Le yiddish n’était pas la langue d’un pays, elle constituait pour les Juifs de l’Europe de l’Est un refuge qu’avaient en commun ceux qui étaient ballottés entre les Empires. Le mot yiddish provient de jüdisch, juif en allemand. Cette langue millénaire était au début composée d’allemand du Moyen-Âge, d’hébreu et d’araméen. Elle s’écrivait avec l’alphabet hébreu et s’est progressivement enrichie d’emprunts au lituanien, au polonais, à l’ukrainien, au russe et au roumain. L’âge d’or du monde yiddish s’étala du XVIe au XVIIIe siècle quand les Juifs étaient les bienvenus dans la République polono-lituanienne. Ses dirigeants, qui recherchaient des commerçants polyglottes et des prêteurs, leurs accordaient les mêmes droits qu’aux autres habitants et la possibilité d’exercer leur religion. À la fin du XVIIIe siècle l’Empire tsariste succéda à la République et le statut des Juifs changea. L’impératrice Catherine II les priva de presque tout, et imposa aux Juifs de ne pas excéder 5 % des effectifs des grandes villes et des universités. Était arrivé le temps des shtetlekh, les bourgs où ils se regroupaient. La vie communautaire y était intense autour de la synagogue et du rabbin. Juifs et Chrétiens se côtoyaient sur le marché, où les langues, les cuisines et les cultures étaient multiples. La vie était rythmée par les fêtes religieuses. Lors du shabbat, le septième jour de la semaine biblique, il était interdit d’allumer un feu. C’est pourquoi les Juifs déposaient la veille le tchoulent, un plat de viande, dans le four du boulanger. Le hassidisme, qui expliquait qu’il fallait être heureux dans sa vie quotidienne, forgea l’imaginaire yiddish. Place donc au chant, à la danse et à l’humour face aux duretés de la vie quotidienne. Le klezmer et ses chants sans parole s’imposèrent dans les mariages. Les troubadours qui voyageaient avec leur violon ou leur clarinette empruntaient aux répertoires hongrois, russes, roumains ou tsiganes.

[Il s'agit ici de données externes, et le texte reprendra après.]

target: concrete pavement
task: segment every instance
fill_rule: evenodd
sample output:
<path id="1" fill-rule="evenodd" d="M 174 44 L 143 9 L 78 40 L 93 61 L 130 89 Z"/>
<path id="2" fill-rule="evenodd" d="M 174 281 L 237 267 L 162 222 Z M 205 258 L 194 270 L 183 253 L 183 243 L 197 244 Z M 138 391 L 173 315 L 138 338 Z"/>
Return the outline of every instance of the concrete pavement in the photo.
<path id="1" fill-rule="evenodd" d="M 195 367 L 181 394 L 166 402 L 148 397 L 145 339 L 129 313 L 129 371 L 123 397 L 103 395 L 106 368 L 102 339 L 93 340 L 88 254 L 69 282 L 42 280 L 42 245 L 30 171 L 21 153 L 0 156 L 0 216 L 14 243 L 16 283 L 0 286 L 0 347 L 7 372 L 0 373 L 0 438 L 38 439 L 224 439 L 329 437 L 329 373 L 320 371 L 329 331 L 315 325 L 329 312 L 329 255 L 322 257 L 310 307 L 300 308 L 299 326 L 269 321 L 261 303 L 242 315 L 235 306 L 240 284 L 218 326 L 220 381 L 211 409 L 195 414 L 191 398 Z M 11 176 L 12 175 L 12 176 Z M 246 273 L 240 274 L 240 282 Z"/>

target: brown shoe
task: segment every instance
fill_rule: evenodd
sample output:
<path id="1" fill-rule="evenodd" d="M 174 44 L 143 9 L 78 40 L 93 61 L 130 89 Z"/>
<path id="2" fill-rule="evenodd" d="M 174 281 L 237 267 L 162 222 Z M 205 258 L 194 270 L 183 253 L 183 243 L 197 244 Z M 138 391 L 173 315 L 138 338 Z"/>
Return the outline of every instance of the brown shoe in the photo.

De 1880 à 1920 les pogroms se sont multipliés dans le monde yiddish, surtout dans l’Empire russe. Ils étaient encouragés par les pouvoirs en place et par les mouvements nationalistes. Les Juifs n’étaient plus dénoncés au nom de la religion mais comme étrangers. Le besoin de se protéger les amenèrent à partir. Le sionisme porté par le journaliste hongrois Theodor Herzl les imaginait hors d’Europe. En 1914 ils étaient 50 000 en Palestine. Trois millions émigrèrent de 1880 à 1920 en Amérique où ils étaient contraints de vivre dans des ghettos aux côtés d’Afro-Américains, d’Italiens et de Grecs. Ces quarante années ont été celles de l’émergence d’une littérature yiddish. Elle a été rendue possible par des penseurs comme Moïse Mendelssohn qui militait pour que les Juifs ne vivent plus entre eux et suivent les transformations de la société. La famille Singer originaire de Pologne en fut une des meilleures incarnations, d’Isaac Bashevis couronné du prix Nobel de littérature, à sa sœur Esther Kreitman, et à Israel Joshua auteur trop peu connu des Frères Ashkenazi. La peinture et la sculpture étaient mal vues au sein du shtetl car contraire au second des Dix Commandements. Pour pratiquer leur art des artistes tels Chaïm Soutine et Marc Chagall émigrèrent à Paris. À Bucarest des intellectuels juifs prônèrent la révolte contre l’ordre, la morale et l’art. Celui qui se fit appeler Tristan Tzara créa à Zurich le mouvement Dada qui inspirera à André Breton le surréalisme. Aux États-Unis les émigrés juifs découvrirent le jazz et mélangèrent les chansons yiddish au swing. Des interprètes comme les Barry Sisters connurent un succès mondial, et Artie Shaw né Arthur Jacob Arshawsky ainsi que Benny Goodman s’imposèrent comme des pointures de la clarinette à la tête de leur big band. Tout comme Irving et George Gershwin dans la comédie musicale. À Hollywood les émigrés juifs échappaient à la discrimination, et de William Fox aux frères Warner ils participèrent à la création des studios de cinéma. Jerry Siegel avait dix-neuf ans quand Hitler arriva au pouvoir. Devant les ravages de l’antisémitisme il inventa en 1933 Superman, un personnage doté de super-pouvoirs. Batman, Hulk et d’autres suivront, tous créés par des dessinateurs du monde yiddish. Les émigrants surent imposer à New York l’humour du shtetl. Tel Woody Allen qui lassé d’appartenir au « peuple élu » se demanda un jour s’il ne conviendrait pas de revoter.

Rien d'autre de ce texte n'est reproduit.